En el camino hacia Amotape, mientras el sol del desierto les taladraba los quepis, el Teniente había venido monologando sin cesar sobre el anónimo, especulando sobre el Teniente Dufó, sobre el Coronel Mindreau y su hija. Pero, desde que entraron a la choza de Doña Lupe era como si al Teniente Silva se le hubiera eclipsado la curiosidad por Palomino Molero. Toda la comida no había hecho otra cosa que hablar del nombre de Amotape, o, claro está, de Doña Adriana. A voz en cuello, sin importarle que la señora Lupe oyera sus arrechuras

– Es la diferencia entre la grasa y el músculo, Lituma. La gorda es grasa. La mujer bien despachada, una canasta de músculos. Unas tetas musculosas es lo más rico que hay en el mundo, más rico todavía que este seco de chabelo de Doña Lupe. No te rías, Lituma, es así mismito como te lo digo. Tú no sabes de esas cosas, yo sí.
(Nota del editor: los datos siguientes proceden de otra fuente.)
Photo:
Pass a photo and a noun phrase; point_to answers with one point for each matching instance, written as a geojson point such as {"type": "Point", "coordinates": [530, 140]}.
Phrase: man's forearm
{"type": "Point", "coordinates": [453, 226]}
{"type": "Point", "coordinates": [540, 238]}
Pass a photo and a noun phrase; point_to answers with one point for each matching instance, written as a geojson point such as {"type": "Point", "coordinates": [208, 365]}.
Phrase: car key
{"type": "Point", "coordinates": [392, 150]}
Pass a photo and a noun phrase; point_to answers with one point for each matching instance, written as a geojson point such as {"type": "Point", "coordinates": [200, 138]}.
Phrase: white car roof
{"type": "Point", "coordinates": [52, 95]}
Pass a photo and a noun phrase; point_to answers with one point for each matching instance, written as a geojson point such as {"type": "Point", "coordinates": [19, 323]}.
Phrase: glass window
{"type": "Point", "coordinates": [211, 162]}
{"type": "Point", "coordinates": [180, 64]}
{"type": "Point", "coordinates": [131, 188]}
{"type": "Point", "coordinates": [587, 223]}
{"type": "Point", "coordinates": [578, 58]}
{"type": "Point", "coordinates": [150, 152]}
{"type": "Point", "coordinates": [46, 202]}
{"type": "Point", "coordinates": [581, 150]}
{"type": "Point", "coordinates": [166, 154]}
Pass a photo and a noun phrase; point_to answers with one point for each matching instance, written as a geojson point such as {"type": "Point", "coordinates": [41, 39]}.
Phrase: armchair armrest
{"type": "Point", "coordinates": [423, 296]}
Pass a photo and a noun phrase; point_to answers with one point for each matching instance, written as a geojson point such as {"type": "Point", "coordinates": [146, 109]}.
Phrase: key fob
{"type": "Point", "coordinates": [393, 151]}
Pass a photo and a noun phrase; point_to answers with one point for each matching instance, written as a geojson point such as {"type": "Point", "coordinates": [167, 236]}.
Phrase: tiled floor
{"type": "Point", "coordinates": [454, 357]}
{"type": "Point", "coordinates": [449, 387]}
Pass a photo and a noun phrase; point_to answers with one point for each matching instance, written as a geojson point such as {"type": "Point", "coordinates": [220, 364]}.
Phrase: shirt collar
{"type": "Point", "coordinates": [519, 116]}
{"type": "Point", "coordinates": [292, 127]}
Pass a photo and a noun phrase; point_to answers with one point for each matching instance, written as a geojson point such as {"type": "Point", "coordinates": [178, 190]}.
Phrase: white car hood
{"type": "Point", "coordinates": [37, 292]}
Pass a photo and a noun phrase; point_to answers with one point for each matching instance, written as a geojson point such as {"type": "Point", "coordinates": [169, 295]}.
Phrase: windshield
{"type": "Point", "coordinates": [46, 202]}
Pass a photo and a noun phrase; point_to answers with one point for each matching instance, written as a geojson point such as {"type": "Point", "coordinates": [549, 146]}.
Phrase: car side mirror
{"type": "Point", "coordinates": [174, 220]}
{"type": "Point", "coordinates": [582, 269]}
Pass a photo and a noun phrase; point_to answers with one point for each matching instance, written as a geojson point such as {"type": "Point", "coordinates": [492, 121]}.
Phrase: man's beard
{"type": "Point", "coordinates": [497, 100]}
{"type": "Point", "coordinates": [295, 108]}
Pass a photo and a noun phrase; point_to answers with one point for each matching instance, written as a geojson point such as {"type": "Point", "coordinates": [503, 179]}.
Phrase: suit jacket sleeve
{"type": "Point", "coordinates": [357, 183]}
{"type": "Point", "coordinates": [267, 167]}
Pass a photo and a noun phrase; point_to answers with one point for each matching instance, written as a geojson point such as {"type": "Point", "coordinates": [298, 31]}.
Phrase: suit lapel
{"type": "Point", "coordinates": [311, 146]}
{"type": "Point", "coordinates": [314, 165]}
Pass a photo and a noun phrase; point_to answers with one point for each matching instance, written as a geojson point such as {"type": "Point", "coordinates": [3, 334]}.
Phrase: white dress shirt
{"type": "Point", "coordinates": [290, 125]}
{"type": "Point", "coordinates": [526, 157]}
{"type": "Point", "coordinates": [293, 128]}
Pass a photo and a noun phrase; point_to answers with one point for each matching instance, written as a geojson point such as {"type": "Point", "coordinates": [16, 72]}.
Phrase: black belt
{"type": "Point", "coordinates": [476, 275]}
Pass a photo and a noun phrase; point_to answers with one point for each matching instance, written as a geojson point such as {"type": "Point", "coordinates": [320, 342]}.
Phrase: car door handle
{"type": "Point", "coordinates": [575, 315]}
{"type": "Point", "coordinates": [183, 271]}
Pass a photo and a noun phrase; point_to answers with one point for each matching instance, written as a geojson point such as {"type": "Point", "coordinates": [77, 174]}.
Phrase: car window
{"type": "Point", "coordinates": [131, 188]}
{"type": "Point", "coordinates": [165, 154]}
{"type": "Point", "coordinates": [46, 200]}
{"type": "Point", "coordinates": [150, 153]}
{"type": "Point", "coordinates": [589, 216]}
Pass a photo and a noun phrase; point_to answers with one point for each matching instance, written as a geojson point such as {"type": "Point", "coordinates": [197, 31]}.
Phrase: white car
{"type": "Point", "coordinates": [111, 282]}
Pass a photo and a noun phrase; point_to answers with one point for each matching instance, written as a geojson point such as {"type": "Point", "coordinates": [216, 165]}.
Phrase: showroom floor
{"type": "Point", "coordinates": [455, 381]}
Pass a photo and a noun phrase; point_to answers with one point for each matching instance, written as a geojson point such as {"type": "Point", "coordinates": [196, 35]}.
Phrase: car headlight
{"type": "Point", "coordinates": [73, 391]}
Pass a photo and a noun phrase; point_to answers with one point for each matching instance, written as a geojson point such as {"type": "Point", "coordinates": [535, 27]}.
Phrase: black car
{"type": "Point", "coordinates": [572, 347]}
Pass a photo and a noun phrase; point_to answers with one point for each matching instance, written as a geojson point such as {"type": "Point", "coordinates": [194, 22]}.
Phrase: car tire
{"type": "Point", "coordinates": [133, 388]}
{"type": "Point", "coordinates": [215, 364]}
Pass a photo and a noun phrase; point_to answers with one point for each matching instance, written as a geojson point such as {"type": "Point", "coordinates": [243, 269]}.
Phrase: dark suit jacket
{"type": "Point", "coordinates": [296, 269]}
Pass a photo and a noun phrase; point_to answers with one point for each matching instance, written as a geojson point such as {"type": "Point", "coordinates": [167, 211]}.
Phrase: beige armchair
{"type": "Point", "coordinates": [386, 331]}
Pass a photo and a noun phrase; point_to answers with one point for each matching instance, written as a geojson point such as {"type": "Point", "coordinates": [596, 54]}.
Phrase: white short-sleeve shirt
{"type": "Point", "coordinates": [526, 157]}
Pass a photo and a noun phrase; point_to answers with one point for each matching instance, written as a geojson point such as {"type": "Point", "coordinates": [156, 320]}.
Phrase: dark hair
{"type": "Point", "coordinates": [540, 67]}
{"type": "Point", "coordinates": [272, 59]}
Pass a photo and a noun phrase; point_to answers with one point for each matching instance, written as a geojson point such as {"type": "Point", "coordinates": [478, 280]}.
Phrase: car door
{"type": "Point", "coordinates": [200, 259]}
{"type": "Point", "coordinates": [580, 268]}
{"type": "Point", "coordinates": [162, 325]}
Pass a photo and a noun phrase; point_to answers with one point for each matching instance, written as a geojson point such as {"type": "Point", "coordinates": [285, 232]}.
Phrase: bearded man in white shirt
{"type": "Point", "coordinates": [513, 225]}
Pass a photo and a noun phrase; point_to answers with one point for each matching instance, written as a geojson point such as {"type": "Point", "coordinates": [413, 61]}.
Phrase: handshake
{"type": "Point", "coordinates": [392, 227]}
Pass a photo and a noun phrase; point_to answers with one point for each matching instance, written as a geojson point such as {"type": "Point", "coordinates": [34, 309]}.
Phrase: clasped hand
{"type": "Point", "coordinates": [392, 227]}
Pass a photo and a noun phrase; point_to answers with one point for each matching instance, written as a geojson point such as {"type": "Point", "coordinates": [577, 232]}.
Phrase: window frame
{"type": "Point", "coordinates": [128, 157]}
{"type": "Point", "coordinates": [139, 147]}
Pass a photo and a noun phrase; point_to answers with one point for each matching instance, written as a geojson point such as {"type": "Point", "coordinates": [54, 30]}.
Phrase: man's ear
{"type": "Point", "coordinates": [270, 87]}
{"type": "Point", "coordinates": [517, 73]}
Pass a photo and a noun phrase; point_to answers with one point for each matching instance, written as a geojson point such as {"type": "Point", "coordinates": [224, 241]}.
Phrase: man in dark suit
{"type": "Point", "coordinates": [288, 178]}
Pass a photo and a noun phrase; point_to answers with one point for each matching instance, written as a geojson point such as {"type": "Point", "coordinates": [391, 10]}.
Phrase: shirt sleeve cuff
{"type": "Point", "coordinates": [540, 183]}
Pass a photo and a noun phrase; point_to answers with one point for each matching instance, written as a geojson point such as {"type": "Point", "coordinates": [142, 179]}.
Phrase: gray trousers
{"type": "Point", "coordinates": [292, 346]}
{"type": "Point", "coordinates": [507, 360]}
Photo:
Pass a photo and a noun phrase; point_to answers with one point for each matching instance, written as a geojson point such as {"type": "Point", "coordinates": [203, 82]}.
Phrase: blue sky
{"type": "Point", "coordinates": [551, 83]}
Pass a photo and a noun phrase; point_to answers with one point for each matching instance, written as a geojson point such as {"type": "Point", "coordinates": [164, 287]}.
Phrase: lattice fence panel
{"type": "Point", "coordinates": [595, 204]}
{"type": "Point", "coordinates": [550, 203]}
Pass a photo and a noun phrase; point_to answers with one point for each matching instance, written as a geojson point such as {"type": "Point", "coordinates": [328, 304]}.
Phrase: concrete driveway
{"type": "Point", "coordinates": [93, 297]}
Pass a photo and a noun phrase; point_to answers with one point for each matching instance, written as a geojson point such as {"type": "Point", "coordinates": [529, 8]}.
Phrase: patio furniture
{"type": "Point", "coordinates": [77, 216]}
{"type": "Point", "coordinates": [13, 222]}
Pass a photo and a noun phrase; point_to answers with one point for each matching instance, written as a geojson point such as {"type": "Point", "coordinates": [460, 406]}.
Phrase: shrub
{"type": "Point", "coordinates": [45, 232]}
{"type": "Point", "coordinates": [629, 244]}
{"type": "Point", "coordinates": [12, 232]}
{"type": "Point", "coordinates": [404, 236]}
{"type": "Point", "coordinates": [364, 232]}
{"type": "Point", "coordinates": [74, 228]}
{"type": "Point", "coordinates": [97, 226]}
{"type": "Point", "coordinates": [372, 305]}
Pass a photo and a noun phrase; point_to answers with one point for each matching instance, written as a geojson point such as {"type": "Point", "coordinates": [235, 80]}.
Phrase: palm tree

Un poto grande y musculoso, unos muslos musculosos, unas espaldas y unas caderas de mujer con músculo, son manjares de príncipes, reyes y generales. ¡Uy, Dios mío! ¡Uy, uy, uy! Así es mi amorcito de Talara, Lituma. No gorda sino bien despachada. Una mujer con músculo, carajo. Y eso es lo que a mí me gusta.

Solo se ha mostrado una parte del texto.